The worms can take about 48 hours to pass and this is the normal reason for swollen belly and the runs. Make sure your kitty stays hydrated, help it to drink water (no forcing though as you can force water into lungs and drown him) water will aslo help him pass normal poops which can sometimes be stuck and only runs will get past. try some bland chicken and then back to the vets. A kitty with the runs after 24 hrs is claased as severe and needs to be checked again. it took us 5 trips to vets to get it sorted out  

Kitty tummies are very sensitive and a change to rice and pasta will aslo upset thier tummy. So be aware it can take a kitty a few days to settle to a new diet.

Hope this helps


----------



## feorag (Jul 31, 2007)

Diarrhoea in young kittens is quite common, but it usually occurs for a day or two after they go to their new home. The protruding anus is probably because the kitten has diarrhoea and is pushing too hard. However, a swollen belly isn't normal at all. Does the belly feel hard and firm or soft and squishy like a hot water bottle with water in it.

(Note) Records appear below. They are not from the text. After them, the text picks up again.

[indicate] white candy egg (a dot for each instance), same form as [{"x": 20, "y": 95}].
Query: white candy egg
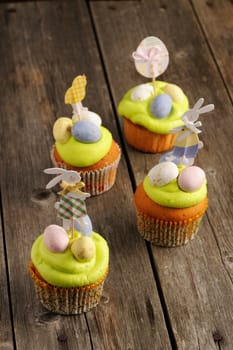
[
  {"x": 56, "y": 239},
  {"x": 61, "y": 129},
  {"x": 89, "y": 116},
  {"x": 163, "y": 173},
  {"x": 191, "y": 178},
  {"x": 83, "y": 248},
  {"x": 175, "y": 92},
  {"x": 142, "y": 92}
]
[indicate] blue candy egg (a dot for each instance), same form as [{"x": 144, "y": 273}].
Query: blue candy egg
[
  {"x": 161, "y": 106},
  {"x": 84, "y": 225},
  {"x": 86, "y": 131}
]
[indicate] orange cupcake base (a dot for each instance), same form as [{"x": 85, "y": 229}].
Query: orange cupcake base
[
  {"x": 99, "y": 177},
  {"x": 167, "y": 227},
  {"x": 146, "y": 141},
  {"x": 66, "y": 301}
]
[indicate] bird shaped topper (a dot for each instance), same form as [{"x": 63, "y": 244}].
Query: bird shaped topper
[
  {"x": 76, "y": 93},
  {"x": 71, "y": 206},
  {"x": 187, "y": 142}
]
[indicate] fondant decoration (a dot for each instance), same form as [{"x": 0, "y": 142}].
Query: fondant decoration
[
  {"x": 83, "y": 248},
  {"x": 187, "y": 143},
  {"x": 84, "y": 225},
  {"x": 151, "y": 57},
  {"x": 163, "y": 173},
  {"x": 142, "y": 92},
  {"x": 62, "y": 129},
  {"x": 191, "y": 178},
  {"x": 86, "y": 131},
  {"x": 72, "y": 201},
  {"x": 175, "y": 92},
  {"x": 161, "y": 106},
  {"x": 89, "y": 116},
  {"x": 76, "y": 93},
  {"x": 55, "y": 238}
]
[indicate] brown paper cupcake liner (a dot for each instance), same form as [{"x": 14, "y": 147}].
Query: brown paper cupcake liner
[
  {"x": 145, "y": 140},
  {"x": 67, "y": 301},
  {"x": 167, "y": 233},
  {"x": 96, "y": 181}
]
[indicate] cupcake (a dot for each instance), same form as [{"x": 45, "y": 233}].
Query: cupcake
[
  {"x": 172, "y": 199},
  {"x": 84, "y": 145},
  {"x": 151, "y": 111},
  {"x": 69, "y": 263}
]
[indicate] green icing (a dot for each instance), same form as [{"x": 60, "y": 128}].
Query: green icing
[
  {"x": 138, "y": 112},
  {"x": 63, "y": 270},
  {"x": 81, "y": 154},
  {"x": 172, "y": 196}
]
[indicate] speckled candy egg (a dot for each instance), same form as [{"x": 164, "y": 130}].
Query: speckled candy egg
[
  {"x": 163, "y": 173},
  {"x": 84, "y": 225},
  {"x": 83, "y": 248},
  {"x": 62, "y": 129},
  {"x": 142, "y": 92},
  {"x": 161, "y": 106},
  {"x": 175, "y": 92},
  {"x": 56, "y": 239},
  {"x": 191, "y": 178},
  {"x": 86, "y": 131}
]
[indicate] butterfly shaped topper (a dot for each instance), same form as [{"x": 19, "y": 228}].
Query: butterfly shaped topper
[{"x": 76, "y": 93}]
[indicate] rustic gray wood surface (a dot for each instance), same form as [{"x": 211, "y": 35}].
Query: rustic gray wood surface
[{"x": 154, "y": 298}]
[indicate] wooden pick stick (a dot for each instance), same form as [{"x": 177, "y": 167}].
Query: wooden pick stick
[{"x": 153, "y": 81}]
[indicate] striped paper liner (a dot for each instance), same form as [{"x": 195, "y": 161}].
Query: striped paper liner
[
  {"x": 167, "y": 233},
  {"x": 67, "y": 301},
  {"x": 96, "y": 181}
]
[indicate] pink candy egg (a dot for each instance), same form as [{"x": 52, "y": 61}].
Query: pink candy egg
[
  {"x": 191, "y": 178},
  {"x": 56, "y": 239}
]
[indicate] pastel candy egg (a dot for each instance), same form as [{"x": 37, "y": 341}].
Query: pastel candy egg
[
  {"x": 161, "y": 106},
  {"x": 175, "y": 92},
  {"x": 61, "y": 129},
  {"x": 83, "y": 248},
  {"x": 163, "y": 173},
  {"x": 84, "y": 225},
  {"x": 56, "y": 239},
  {"x": 142, "y": 92},
  {"x": 191, "y": 178},
  {"x": 86, "y": 131},
  {"x": 88, "y": 115}
]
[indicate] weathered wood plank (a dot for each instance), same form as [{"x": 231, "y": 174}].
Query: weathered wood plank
[
  {"x": 197, "y": 279},
  {"x": 43, "y": 47},
  {"x": 216, "y": 20},
  {"x": 6, "y": 338}
]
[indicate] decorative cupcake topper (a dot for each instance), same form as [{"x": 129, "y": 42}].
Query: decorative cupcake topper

Your kittens were far too young to leave their mother at 6 weeks - sorry but you should have left them with their mother and siblings (if there were any more) for at least another month.

Stress brings on diarrhoea and cats and kittens stress very easily. Did you continue to feed exactly the same food that the kitten was being given at his breeder's house, or did you change it - that could cause diarrhoea.

As far as diet goes I would carry on with rice and chicken, but if the belly doesn't go back to normal by Monday I'd have the kitten back to the vets.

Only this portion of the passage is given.